Now more people have access to crappy Chinese rebrands and, because they're cheap, they're making their way into the country under other names, hiding their shabby and low-quality builds.
Fstoppers reader LuRey Photography recently purchased a flash unit from an online store owned by a relatively respected industry source, and is advertised as: "the best affordable compact flash."
After using the flash for some time, LuRey was forced to make an impromptu repair to the product as the battery compartment lid was no longer securely in place. Not a big deal, this is a common problem with a lot of flash units. Unfortunately, when he later peeled back the duct tape to replace the batteries, he discovered something that put him into a fit of rage.
Note: we have blurred out the name of the company who rebranded the product because we aren't in the business of attacking other people. We just wanted you all to understand the realities of this industry and be informed enough in the future to not let this happen to you.

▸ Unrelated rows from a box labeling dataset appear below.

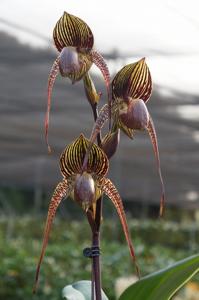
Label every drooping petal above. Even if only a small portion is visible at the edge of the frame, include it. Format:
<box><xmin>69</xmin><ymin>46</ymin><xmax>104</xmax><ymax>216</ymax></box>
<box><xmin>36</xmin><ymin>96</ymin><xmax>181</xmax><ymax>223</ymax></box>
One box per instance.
<box><xmin>45</xmin><ymin>56</ymin><xmax>59</xmax><ymax>152</ymax></box>
<box><xmin>100</xmin><ymin>178</ymin><xmax>140</xmax><ymax>277</ymax></box>
<box><xmin>83</xmin><ymin>72</ymin><xmax>101</xmax><ymax>106</ymax></box>
<box><xmin>112</xmin><ymin>58</ymin><xmax>152</xmax><ymax>102</ymax></box>
<box><xmin>33</xmin><ymin>179</ymin><xmax>69</xmax><ymax>292</ymax></box>
<box><xmin>53</xmin><ymin>12</ymin><xmax>94</xmax><ymax>51</ymax></box>
<box><xmin>60</xmin><ymin>134</ymin><xmax>109</xmax><ymax>178</ymax></box>
<box><xmin>147</xmin><ymin>116</ymin><xmax>165</xmax><ymax>216</ymax></box>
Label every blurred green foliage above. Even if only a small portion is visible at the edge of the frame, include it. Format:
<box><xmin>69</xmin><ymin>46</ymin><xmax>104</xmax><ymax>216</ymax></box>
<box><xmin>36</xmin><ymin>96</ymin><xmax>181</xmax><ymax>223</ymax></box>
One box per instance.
<box><xmin>0</xmin><ymin>216</ymin><xmax>199</xmax><ymax>300</ymax></box>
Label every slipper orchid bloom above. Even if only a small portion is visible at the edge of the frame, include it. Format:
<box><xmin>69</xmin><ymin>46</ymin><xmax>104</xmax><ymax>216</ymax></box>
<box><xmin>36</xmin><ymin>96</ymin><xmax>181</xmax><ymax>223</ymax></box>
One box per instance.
<box><xmin>84</xmin><ymin>58</ymin><xmax>165</xmax><ymax>215</ymax></box>
<box><xmin>33</xmin><ymin>135</ymin><xmax>139</xmax><ymax>292</ymax></box>
<box><xmin>45</xmin><ymin>12</ymin><xmax>110</xmax><ymax>152</ymax></box>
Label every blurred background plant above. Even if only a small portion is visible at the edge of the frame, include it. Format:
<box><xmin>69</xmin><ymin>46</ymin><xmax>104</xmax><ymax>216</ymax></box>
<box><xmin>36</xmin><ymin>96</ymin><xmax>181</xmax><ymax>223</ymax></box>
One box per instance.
<box><xmin>0</xmin><ymin>0</ymin><xmax>199</xmax><ymax>300</ymax></box>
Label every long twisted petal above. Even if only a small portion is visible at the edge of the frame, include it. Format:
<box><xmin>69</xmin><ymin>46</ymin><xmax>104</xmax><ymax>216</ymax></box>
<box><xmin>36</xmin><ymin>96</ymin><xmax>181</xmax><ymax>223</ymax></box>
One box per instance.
<box><xmin>33</xmin><ymin>179</ymin><xmax>69</xmax><ymax>293</ymax></box>
<box><xmin>100</xmin><ymin>178</ymin><xmax>140</xmax><ymax>277</ymax></box>
<box><xmin>147</xmin><ymin>116</ymin><xmax>165</xmax><ymax>216</ymax></box>
<box><xmin>45</xmin><ymin>56</ymin><xmax>59</xmax><ymax>152</ymax></box>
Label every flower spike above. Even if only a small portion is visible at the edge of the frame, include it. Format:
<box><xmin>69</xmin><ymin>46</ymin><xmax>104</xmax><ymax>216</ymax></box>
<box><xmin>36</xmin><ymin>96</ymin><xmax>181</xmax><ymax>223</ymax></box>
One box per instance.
<box><xmin>101</xmin><ymin>178</ymin><xmax>140</xmax><ymax>277</ymax></box>
<box><xmin>33</xmin><ymin>179</ymin><xmax>69</xmax><ymax>293</ymax></box>
<box><xmin>147</xmin><ymin>116</ymin><xmax>165</xmax><ymax>216</ymax></box>
<box><xmin>45</xmin><ymin>56</ymin><xmax>59</xmax><ymax>153</ymax></box>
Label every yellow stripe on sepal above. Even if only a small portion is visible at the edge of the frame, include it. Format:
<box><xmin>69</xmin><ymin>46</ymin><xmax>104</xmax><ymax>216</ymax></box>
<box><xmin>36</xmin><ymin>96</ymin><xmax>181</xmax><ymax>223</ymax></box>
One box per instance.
<box><xmin>60</xmin><ymin>134</ymin><xmax>109</xmax><ymax>178</ymax></box>
<box><xmin>53</xmin><ymin>12</ymin><xmax>94</xmax><ymax>51</ymax></box>
<box><xmin>112</xmin><ymin>58</ymin><xmax>152</xmax><ymax>102</ymax></box>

Yup. Behind the sticker was the original manufacturer logo still etched in the plastic: Yongnuo.
Besides the logo, which would be the dead giveaway, when side by side, the product is very visibly the same Yongnuo flash available from a great number of retailers or directly from Yongnuo in China. If you weren't as savvy on lighting products as I happen to be, you would not have known this.
Let me tell you a little something about this flash model: It sucks. It is the cheapest option Yongnuo offers as OEM that you can rebrand. You can choose to add any logo anywhere you want on it, but it costs extra per logo placement. Obviously the reseller here was cheap and didn't opt to do the front-of-flash rebrand, opting to only do the rear.
So what do we recommend if you're going to spend about $130 to $160 for a flash unit? I personally own five of the higher-quality Yongnuo flashes, the YN-560 III. For $75 a flash, you can't beat that mix of power and price. If you watch the Pan Am video I produced with Mike Kelley, you'll see he also uses these higher-end Yongnuo speedlights (look for the scene where the speedlight is dangling over the staircase).
If you need TTL, it's only $115 to upgrade to YN-565. This is still less than what that rebranded flash was sold for.
The lesson here? Be careful what you're paying for. Many, many products are simple rebrands of other generic lighting products widely available on the market. Talk to more than just the seller, get opinions from other photographers, and just do a simple Google Image search if nothing else. If you're going to end up with Chinese OEM product anyway, you might as well buy it from the source. It will save you a lot of money and stress. Needless to say, LuRey learned his lesson.
And also remember: light is light. Don't pay extra for light with someone's name on it.
Thanks to LuRey Photography for sending us the images and letting us share your story.